"You don't really mean—what you said, do you, Jasper?" she asked, with a very pitiful inflection in her low, musical voice.

"Every word," he answered her promptly. "If you don't believe me, go down and ask Captain Dove."

She turned away from him again, to hide the effect of his curt reply. But her drooping shoulders no doubt betrayed that to him. He pulled out a cigar-case and, having lighted a rank cheroot with languid deliberation, puffed that contemplatively.

"I will go down and ask Captain Dove," she said to herself at length, with tremulous courage, and was moving toward the companion-hatch when she heard from the other end of the ship a sudden ominous discord, a sound such as might have come from a nest of hornets about to swarm. There seemed to be something wrong forward; and she faced about again, instantly.
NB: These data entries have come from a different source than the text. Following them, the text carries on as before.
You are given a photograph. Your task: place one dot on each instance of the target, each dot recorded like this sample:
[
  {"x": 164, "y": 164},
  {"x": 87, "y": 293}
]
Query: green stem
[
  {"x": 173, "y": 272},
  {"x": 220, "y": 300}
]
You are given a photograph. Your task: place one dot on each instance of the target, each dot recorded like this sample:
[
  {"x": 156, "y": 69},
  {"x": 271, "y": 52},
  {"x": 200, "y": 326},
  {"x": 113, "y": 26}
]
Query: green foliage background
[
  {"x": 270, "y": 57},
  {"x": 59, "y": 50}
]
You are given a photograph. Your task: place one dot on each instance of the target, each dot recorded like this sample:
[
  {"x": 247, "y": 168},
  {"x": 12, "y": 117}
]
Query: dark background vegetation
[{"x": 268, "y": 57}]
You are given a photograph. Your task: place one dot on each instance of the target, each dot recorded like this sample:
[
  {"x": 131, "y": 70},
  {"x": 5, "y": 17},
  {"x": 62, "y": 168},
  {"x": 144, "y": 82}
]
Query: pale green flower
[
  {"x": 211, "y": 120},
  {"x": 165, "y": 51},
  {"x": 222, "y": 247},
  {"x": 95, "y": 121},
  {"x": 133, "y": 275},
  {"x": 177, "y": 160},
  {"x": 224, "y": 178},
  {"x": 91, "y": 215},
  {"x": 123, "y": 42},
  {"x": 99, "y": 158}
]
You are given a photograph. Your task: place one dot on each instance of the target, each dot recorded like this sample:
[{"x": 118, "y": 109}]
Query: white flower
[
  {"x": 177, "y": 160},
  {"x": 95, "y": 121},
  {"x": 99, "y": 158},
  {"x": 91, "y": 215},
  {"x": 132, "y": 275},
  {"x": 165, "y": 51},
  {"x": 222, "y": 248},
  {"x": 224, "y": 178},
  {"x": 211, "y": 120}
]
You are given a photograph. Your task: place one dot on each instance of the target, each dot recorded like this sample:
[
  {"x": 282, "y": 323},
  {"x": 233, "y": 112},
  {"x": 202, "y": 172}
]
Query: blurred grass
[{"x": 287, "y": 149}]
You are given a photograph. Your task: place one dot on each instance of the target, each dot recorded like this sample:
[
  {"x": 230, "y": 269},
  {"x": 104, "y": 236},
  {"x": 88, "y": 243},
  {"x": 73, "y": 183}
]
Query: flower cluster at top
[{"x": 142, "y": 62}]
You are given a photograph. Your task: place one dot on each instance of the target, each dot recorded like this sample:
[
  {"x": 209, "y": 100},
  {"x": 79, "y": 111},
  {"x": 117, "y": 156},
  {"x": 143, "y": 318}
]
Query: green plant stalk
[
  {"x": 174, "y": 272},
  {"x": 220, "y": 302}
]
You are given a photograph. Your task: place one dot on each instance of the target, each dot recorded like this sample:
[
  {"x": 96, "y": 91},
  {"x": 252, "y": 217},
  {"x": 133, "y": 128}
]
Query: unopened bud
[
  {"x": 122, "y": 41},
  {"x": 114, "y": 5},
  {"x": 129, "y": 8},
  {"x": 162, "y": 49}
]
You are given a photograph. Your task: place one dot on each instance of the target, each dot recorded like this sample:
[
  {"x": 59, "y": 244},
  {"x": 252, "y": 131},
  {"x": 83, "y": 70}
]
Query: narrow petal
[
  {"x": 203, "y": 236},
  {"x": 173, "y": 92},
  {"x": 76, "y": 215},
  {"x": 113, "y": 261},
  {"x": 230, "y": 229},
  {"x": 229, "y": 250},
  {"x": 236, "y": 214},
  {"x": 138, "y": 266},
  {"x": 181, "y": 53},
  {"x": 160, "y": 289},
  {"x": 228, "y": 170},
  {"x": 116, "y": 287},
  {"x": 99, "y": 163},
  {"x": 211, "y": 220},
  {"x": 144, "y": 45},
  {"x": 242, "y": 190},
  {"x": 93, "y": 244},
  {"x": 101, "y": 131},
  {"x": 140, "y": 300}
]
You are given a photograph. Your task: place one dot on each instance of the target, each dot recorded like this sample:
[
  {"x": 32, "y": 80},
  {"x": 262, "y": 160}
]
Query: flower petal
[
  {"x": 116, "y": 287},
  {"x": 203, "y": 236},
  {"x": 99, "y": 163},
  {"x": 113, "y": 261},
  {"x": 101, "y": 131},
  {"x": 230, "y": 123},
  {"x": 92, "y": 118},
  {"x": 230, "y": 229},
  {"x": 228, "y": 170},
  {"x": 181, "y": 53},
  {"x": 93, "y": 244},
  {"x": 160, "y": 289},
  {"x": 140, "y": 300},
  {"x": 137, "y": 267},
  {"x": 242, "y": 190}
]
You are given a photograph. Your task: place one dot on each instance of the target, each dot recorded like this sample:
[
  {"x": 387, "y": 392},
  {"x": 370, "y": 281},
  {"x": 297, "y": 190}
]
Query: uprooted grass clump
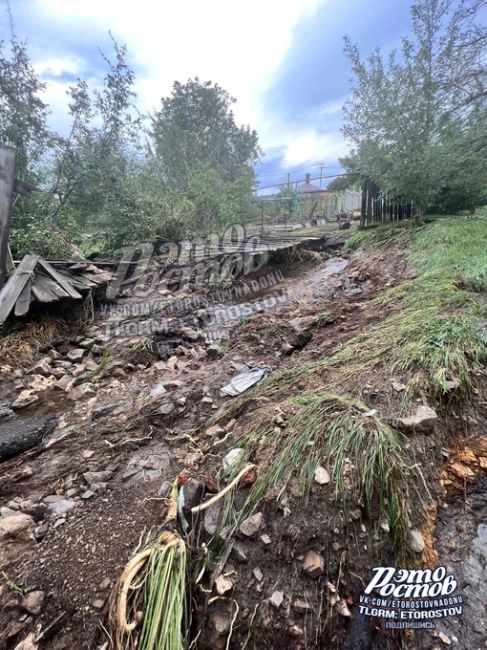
[
  {"x": 432, "y": 333},
  {"x": 366, "y": 458}
]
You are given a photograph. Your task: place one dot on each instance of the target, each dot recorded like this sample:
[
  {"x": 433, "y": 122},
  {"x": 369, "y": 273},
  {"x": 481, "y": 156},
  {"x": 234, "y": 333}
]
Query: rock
[
  {"x": 212, "y": 518},
  {"x": 81, "y": 391},
  {"x": 313, "y": 564},
  {"x": 65, "y": 382},
  {"x": 231, "y": 457},
  {"x": 213, "y": 351},
  {"x": 190, "y": 334},
  {"x": 28, "y": 643},
  {"x": 321, "y": 476},
  {"x": 99, "y": 603},
  {"x": 251, "y": 526},
  {"x": 223, "y": 585},
  {"x": 166, "y": 409},
  {"x": 342, "y": 608},
  {"x": 215, "y": 430},
  {"x": 25, "y": 398},
  {"x": 416, "y": 541},
  {"x": 97, "y": 477},
  {"x": 17, "y": 525},
  {"x": 301, "y": 605},
  {"x": 105, "y": 584},
  {"x": 423, "y": 418},
  {"x": 157, "y": 391},
  {"x": 259, "y": 576},
  {"x": 61, "y": 508},
  {"x": 221, "y": 623},
  {"x": 76, "y": 354},
  {"x": 276, "y": 599},
  {"x": 33, "y": 602},
  {"x": 239, "y": 552}
]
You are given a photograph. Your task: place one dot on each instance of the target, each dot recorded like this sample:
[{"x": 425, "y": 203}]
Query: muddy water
[{"x": 462, "y": 545}]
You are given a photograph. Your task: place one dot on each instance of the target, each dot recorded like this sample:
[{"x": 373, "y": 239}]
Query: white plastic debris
[{"x": 245, "y": 380}]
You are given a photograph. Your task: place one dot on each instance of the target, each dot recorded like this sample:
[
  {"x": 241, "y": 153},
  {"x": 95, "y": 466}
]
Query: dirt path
[{"x": 144, "y": 412}]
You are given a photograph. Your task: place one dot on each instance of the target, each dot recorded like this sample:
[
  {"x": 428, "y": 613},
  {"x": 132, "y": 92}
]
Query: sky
[{"x": 281, "y": 59}]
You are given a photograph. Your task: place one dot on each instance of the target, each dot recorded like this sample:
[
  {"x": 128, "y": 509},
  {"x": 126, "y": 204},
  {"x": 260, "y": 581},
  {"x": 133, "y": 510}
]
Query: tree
[
  {"x": 404, "y": 117},
  {"x": 196, "y": 126}
]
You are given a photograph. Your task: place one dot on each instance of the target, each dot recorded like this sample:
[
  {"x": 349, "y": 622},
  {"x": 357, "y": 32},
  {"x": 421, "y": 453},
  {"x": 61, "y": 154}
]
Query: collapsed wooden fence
[{"x": 379, "y": 208}]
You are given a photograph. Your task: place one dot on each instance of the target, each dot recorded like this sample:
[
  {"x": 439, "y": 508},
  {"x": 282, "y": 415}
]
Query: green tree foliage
[
  {"x": 102, "y": 185},
  {"x": 413, "y": 118},
  {"x": 196, "y": 126}
]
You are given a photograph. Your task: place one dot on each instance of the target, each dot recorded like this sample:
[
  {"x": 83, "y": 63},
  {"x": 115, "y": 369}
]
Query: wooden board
[
  {"x": 65, "y": 284},
  {"x": 15, "y": 285},
  {"x": 23, "y": 301}
]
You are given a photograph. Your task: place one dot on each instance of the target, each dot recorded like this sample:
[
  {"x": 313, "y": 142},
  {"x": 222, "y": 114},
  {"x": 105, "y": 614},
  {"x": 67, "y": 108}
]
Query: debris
[
  {"x": 423, "y": 418},
  {"x": 259, "y": 576},
  {"x": 251, "y": 526},
  {"x": 321, "y": 476},
  {"x": 342, "y": 608},
  {"x": 245, "y": 380},
  {"x": 416, "y": 541},
  {"x": 223, "y": 584},
  {"x": 61, "y": 508},
  {"x": 313, "y": 564},
  {"x": 33, "y": 602},
  {"x": 17, "y": 525},
  {"x": 232, "y": 457},
  {"x": 276, "y": 599}
]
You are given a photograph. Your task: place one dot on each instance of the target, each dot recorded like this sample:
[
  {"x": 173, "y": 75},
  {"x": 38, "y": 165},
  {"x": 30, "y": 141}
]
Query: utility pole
[{"x": 7, "y": 180}]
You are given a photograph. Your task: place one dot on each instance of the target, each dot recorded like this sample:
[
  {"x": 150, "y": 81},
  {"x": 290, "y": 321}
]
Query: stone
[
  {"x": 29, "y": 643},
  {"x": 416, "y": 541},
  {"x": 190, "y": 334},
  {"x": 223, "y": 585},
  {"x": 157, "y": 391},
  {"x": 239, "y": 552},
  {"x": 84, "y": 390},
  {"x": 221, "y": 623},
  {"x": 18, "y": 525},
  {"x": 342, "y": 608},
  {"x": 99, "y": 603},
  {"x": 301, "y": 605},
  {"x": 25, "y": 398},
  {"x": 212, "y": 518},
  {"x": 33, "y": 602},
  {"x": 423, "y": 418},
  {"x": 166, "y": 409},
  {"x": 97, "y": 477},
  {"x": 231, "y": 457},
  {"x": 215, "y": 430},
  {"x": 65, "y": 382},
  {"x": 313, "y": 564},
  {"x": 259, "y": 576},
  {"x": 76, "y": 354},
  {"x": 251, "y": 526},
  {"x": 61, "y": 508},
  {"x": 276, "y": 599},
  {"x": 321, "y": 476}
]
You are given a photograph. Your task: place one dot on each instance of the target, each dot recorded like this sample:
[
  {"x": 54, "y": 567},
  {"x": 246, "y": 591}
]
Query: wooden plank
[
  {"x": 65, "y": 284},
  {"x": 15, "y": 284},
  {"x": 7, "y": 179},
  {"x": 23, "y": 301}
]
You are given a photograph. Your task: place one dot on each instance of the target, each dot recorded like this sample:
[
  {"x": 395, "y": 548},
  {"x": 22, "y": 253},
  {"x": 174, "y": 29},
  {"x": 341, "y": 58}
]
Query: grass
[{"x": 432, "y": 333}]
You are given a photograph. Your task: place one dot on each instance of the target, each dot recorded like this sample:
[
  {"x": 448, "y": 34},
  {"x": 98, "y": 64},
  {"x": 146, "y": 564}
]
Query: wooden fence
[{"x": 379, "y": 208}]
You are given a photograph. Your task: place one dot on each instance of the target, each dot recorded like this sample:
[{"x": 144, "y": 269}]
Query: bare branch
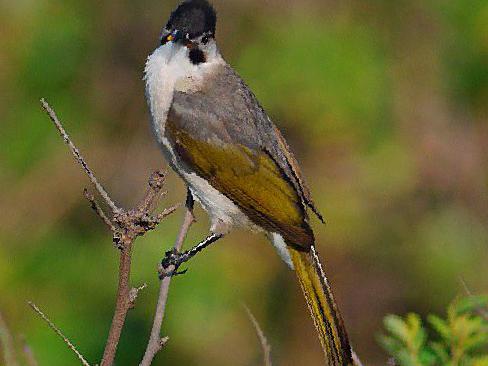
[
  {"x": 126, "y": 226},
  {"x": 98, "y": 210},
  {"x": 7, "y": 344},
  {"x": 79, "y": 158},
  {"x": 156, "y": 343},
  {"x": 51, "y": 325},
  {"x": 262, "y": 338}
]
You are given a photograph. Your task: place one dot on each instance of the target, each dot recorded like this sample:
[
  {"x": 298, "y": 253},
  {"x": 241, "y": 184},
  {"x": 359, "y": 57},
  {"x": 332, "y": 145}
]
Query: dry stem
[
  {"x": 156, "y": 343},
  {"x": 262, "y": 338},
  {"x": 51, "y": 325},
  {"x": 126, "y": 226}
]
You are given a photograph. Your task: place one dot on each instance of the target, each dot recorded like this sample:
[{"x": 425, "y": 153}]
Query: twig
[
  {"x": 79, "y": 158},
  {"x": 51, "y": 325},
  {"x": 131, "y": 224},
  {"x": 262, "y": 338},
  {"x": 7, "y": 344},
  {"x": 126, "y": 226},
  {"x": 156, "y": 343}
]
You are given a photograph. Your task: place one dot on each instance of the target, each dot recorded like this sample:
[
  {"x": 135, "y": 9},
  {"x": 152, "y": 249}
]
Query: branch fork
[{"x": 126, "y": 226}]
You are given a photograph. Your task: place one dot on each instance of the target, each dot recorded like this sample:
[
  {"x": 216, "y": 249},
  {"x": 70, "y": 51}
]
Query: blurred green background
[{"x": 385, "y": 104}]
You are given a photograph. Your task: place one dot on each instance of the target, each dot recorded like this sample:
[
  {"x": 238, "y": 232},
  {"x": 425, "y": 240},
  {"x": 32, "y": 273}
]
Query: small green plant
[{"x": 459, "y": 340}]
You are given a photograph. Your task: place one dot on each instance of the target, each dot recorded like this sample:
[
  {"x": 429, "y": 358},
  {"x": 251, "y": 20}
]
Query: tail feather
[{"x": 325, "y": 313}]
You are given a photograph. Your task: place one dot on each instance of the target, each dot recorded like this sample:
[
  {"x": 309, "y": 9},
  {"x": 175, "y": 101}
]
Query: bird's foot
[{"x": 170, "y": 264}]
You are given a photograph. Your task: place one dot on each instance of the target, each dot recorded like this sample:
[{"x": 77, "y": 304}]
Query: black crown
[{"x": 193, "y": 17}]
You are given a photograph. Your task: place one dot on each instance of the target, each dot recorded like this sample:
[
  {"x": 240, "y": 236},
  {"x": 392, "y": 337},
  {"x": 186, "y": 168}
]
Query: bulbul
[{"x": 235, "y": 162}]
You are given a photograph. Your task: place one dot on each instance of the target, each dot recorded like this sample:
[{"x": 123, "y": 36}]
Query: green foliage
[{"x": 460, "y": 339}]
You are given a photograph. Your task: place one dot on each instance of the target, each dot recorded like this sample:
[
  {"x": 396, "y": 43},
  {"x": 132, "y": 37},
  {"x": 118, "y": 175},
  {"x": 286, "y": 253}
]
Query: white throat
[{"x": 169, "y": 69}]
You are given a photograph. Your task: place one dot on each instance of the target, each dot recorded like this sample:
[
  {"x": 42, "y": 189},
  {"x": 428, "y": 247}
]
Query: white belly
[{"x": 224, "y": 214}]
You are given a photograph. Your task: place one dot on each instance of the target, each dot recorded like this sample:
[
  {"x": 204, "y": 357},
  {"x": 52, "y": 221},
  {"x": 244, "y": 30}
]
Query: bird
[{"x": 235, "y": 162}]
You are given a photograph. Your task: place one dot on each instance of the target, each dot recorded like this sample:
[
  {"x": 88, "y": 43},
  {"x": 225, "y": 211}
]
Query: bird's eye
[{"x": 168, "y": 38}]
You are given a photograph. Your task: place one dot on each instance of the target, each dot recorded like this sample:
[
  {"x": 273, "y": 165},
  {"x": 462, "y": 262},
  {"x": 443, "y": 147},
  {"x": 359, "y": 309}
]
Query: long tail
[{"x": 325, "y": 313}]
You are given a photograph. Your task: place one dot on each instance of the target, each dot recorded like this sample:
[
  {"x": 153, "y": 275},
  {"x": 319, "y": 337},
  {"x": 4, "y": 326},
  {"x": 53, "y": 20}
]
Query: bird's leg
[
  {"x": 190, "y": 201},
  {"x": 176, "y": 259}
]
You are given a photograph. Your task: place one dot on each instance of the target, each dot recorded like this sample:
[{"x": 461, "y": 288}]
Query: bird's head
[{"x": 192, "y": 27}]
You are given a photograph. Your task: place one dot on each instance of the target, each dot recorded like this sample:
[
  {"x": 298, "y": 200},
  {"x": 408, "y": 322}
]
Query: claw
[{"x": 172, "y": 258}]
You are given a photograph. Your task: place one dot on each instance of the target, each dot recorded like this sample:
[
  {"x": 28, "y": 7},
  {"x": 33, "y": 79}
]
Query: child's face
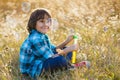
[{"x": 42, "y": 25}]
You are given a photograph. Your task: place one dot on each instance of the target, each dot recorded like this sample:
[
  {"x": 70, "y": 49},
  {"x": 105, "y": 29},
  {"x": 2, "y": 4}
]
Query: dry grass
[{"x": 97, "y": 22}]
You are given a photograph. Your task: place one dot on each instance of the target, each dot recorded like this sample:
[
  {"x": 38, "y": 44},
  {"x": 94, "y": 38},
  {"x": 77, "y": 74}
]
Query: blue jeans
[{"x": 58, "y": 63}]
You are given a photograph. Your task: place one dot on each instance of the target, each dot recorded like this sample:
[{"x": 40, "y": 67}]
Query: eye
[{"x": 41, "y": 20}]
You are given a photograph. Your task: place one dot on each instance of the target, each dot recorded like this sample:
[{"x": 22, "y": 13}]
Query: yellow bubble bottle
[{"x": 75, "y": 37}]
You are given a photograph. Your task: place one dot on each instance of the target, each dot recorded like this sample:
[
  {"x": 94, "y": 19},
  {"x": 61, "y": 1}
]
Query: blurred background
[{"x": 96, "y": 22}]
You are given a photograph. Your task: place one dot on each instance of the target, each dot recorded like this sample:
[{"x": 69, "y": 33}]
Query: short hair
[{"x": 35, "y": 16}]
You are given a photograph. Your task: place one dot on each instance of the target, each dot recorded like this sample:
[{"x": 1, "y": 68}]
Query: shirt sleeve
[{"x": 41, "y": 48}]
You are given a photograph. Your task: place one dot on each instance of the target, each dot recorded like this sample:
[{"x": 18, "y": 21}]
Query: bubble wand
[{"x": 75, "y": 37}]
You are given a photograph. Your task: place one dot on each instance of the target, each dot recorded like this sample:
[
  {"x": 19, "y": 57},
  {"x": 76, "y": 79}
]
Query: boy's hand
[
  {"x": 60, "y": 52},
  {"x": 69, "y": 38}
]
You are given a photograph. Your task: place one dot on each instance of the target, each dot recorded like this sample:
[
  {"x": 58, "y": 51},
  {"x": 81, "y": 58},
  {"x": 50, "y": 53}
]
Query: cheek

Peering through the hurtful sunshine with anxious eyes, her scarlet lips compressed and resolute, she saw that the look-out had turned on his half-baked feet to stare from the fo'c'sle into the well-deck behind him. The officer of the watch had ceased his regular march and countermarch, and was also gazing downward in that direction. Even her self-confident companion had started up from his idle posture, in obvious alarm.

A figure darted up one of the two ladders which led to the bridge. The officer of the watch had left his post by the other at the same moment, as if to avoid the new-comer, and was making his way aft, unhurriedly, yet at speed. He did not look back, but she was aware of other figures which also had appeared in a moment from nowhere, and were following him on tiptoe, under cover where it could be had. Once, a flash, as of flame, amidships, almost forced from her lips a wild cry of warning, but that was only a glint of sun on a gun-barrel where the browning had worn away and left the steel bright. And he, seemingly unaware of the danger behind him, reached the poop unharmed, a big, fair, bluff-looking, broad-shouldered man in shabby blue sea-uniform.

At the foot of the narrow stairway by which alone access could be had to the poop, he called softly up to the girl at the rail above, "They'll be at our throats in a minute, Sallie. Get you away below, quick—and warn the Old Man."

At the top of the steps he stopped, and turned, and stayed there, blocking the stairway with his great body. And the armed ruffians swarming aft in his wake slackened their pace, then hung back about the hatch on the deck below. But each had a finger crooked on the trigger of a ready rifle. The simplest word or motion misplaced at that first moment of crisis must have precipitated the murder that was to be.

The girl had obeyed him promptly, if without appearance of haste and, once out of sight of the mutineers, there was no need to study her steps. She darted across the dim, daintily appointed saloon below and, having knocked imperatively at one of the two doors on that side of the ship entered, without waiting for any permission, the stateroom it opened into.

"The men have broken out, Captain Dove," she cried, breathless a little, her bosom heaving. "They're coming aft—there isn't a moment to spare. What are we to do?"